Paccar expects to sell between 210,000 and 240,000 trucks in the United States and Canada in 2013, “driven by ongoing replacement of the aging fleet and the overall growth in the economy,” Sobic added.

Pigott also noted higher demand for vocational trucks as housing starts increase, primarily in the United States.

In 2012, Paccar sold 140,400 vehicles worldwide and introduced three new models: the Kenworth T680, the Peterbilt Model 579 and the DAF XF Euro 6. The company also began construction of a new DAF assembly plant in Brazil.

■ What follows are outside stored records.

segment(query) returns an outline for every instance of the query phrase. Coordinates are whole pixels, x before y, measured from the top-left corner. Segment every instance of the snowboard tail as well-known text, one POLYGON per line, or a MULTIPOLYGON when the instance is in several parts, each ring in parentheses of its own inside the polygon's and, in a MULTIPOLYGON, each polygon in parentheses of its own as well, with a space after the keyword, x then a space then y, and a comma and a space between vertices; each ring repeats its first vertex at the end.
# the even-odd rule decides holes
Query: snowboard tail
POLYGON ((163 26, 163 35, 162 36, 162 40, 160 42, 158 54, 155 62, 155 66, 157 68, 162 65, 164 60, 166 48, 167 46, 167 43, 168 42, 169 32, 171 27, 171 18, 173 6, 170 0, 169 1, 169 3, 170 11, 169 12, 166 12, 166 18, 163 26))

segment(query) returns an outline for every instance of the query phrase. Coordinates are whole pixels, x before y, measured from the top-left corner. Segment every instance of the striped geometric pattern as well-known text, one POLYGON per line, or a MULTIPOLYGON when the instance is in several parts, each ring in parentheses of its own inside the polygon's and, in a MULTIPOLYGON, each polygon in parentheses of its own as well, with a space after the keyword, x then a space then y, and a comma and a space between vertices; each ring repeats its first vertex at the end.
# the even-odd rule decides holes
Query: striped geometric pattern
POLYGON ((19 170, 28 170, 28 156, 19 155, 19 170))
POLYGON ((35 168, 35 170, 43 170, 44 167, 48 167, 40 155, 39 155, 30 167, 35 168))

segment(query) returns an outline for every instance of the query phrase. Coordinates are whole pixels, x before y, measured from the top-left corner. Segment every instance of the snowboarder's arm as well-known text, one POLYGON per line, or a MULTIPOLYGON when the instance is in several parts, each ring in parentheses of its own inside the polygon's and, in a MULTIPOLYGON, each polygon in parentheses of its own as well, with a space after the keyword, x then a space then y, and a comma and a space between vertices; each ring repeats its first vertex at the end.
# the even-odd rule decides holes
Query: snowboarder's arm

Paccar said it produced record sales in Russia in 2012, with deliveries of DAF and Kenworth trucks rising 80% to 2,700.

On the earnings call, Pigott said he expects first-quarter truck deliveries to be “comparable” with the fourth quarter, but they could be 1% to 2% lower.

In the fourth quarter, Paccar’s North American revenue fell 21.4% year-over-year to $2.18 billion, while its European business slipped 16.8% to $1.12 billion, and the rest of the world declined 4.9% to $697 million.

For 2012, North American revenue rose 10.8% to $9.74 billion, European revenue declined 16.1% to $4.28 billion and revenue in other areas rose 23.2% to $3.03 billion.

Paccar said it invested $511 million in capital projects and $279.3 million in research and development across the world in 2012 to boost manufacturing efficiency and new product development.

For 2013, the company projected capital investments of $400 million to $500 million and research and development expenses of $225 million to $275 million.